The social organization of the work process also argued against a comprehensive study undertaken by an individual and resulting in useful data. Charcoal-burning was a huge, decentralized system of production: peasants and crofters labored under the tenant's obligation to deliver charcoal to the ironworks. Production was the responsibility of individuals, tens of thousands of peasants and crofters, each working independently, deep in the forests.[35] Work in the forest was linked with the changing of the seasons and the tilling of the soil. In autumn, after the harvest, wood was burned to charcoal in the forest
where it had been felled; in winter, when the snow made the pathless forest passable, sledges carried charcoal to the ironworks. The methods of charcoal burning were the product of local conditions and tradition; the variety of circumstances was reflected in the names of different sorts of charcoal piles. To hammer this decentralized variety of methods and measures into a standard form amenable to quantitative comparisons seemed impossible. Hence Wallner contented himself in 1746 with publishing the views he had elicited from charcoal-burners he had met and a few quotations from foreign literature, together with his own individual, casual observations.
That charcoal-burning—like most technologies at the time—was a nonverbal technology complicated the problem of quantification.[36] Witness the failure of the encyclopedists in their attempt to gather and record technical know-how of existing practices like charcoal-burning. John R. Harris has argued that "the difficulties of imparting craft skills by literary and graphic means" limited the "technological gain" possible from the 18th-century encyclopedias.[37] The difficulties of improving a nonverbal technology were akin to the problems of describing it. A process could not easily be formulated as an intellectual problem and reduced to quantitative terms outside the realm of practical experience.

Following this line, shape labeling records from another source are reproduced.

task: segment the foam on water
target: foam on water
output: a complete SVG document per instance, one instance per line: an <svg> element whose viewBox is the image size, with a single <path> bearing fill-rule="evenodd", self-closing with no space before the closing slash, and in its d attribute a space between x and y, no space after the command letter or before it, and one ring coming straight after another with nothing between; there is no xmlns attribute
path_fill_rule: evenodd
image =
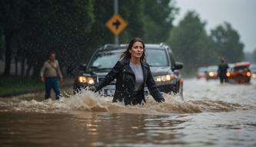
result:
<svg viewBox="0 0 256 147"><path fill-rule="evenodd" d="M248 106L220 100L183 101L180 96L164 94L165 103L158 103L149 96L146 103L125 106L122 103L111 103L112 97L101 96L91 91L63 97L60 100L22 100L20 99L0 100L1 111L22 111L35 113L68 113L74 110L109 112L138 114L194 113L201 112L222 112Z"/></svg>

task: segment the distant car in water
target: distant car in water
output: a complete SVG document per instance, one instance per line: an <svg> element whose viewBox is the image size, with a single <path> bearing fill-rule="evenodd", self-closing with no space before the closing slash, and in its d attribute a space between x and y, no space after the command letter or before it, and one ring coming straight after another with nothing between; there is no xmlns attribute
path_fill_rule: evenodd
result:
<svg viewBox="0 0 256 147"><path fill-rule="evenodd" d="M74 93L78 93L88 86L94 86L104 80L105 77L115 66L121 54L125 51L128 44L105 44L96 50L88 64L84 66L83 70L76 76L74 82ZM145 44L147 62L161 92L179 93L183 93L183 79L180 70L183 64L175 62L170 47L164 44ZM116 80L99 90L104 96L113 96ZM148 95L148 88L145 89Z"/></svg>
<svg viewBox="0 0 256 147"><path fill-rule="evenodd" d="M206 80L216 80L218 77L218 66L208 67L206 70Z"/></svg>
<svg viewBox="0 0 256 147"><path fill-rule="evenodd" d="M256 64L251 64L250 66L250 70L251 72L251 77L256 79Z"/></svg>
<svg viewBox="0 0 256 147"><path fill-rule="evenodd" d="M250 83L251 72L249 69L249 62L238 62L234 64L228 72L227 77L230 83Z"/></svg>
<svg viewBox="0 0 256 147"><path fill-rule="evenodd" d="M207 67L201 67L198 69L197 79L205 78L206 77Z"/></svg>

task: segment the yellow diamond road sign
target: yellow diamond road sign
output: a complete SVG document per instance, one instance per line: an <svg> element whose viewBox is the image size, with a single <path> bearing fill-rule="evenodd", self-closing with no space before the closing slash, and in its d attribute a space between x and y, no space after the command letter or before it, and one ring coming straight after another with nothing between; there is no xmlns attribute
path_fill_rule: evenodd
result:
<svg viewBox="0 0 256 147"><path fill-rule="evenodd" d="M118 14L115 14L106 23L107 28L115 36L118 36L126 28L127 24L127 22Z"/></svg>

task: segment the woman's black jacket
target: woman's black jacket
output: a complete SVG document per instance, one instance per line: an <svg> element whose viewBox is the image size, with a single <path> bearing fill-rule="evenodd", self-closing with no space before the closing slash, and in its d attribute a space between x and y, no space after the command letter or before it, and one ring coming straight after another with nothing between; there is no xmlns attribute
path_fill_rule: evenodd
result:
<svg viewBox="0 0 256 147"><path fill-rule="evenodd" d="M105 76L105 80L96 87L96 91L108 85L116 78L115 91L113 103L118 100L125 101L125 105L141 103L145 102L144 87L147 85L150 93L157 102L165 101L155 85L148 64L142 62L141 67L144 74L144 83L141 90L135 96L135 75L129 66L130 59L124 58L116 63L111 70Z"/></svg>

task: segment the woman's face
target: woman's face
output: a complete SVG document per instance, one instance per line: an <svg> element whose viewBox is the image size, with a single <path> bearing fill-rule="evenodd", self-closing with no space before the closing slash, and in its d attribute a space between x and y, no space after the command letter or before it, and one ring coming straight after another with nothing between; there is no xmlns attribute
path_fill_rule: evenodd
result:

Science first met technology at the edge of the woods, when the sledges loaded with charcoal approached the ironworks to deliver their products. Only here could the individual ironmaster exercise some control over production by making sure that the peasants and crofters delivered the agreed amount of charcoal. Here the ironmaster might enlist the aid of geometry. Two articles in the Proceedings of the Royal Swedish Academy of Sciences addressed his concerns.
They were devoted to the mathematical problem of calculating the volume of the rhombically shaped sledges that carried the charcoal (fig. 10.2).[38] Together, however, the ironmasters could marshal resources enough to launch a concerted, large-scale attack on the technical problem of charcoal production.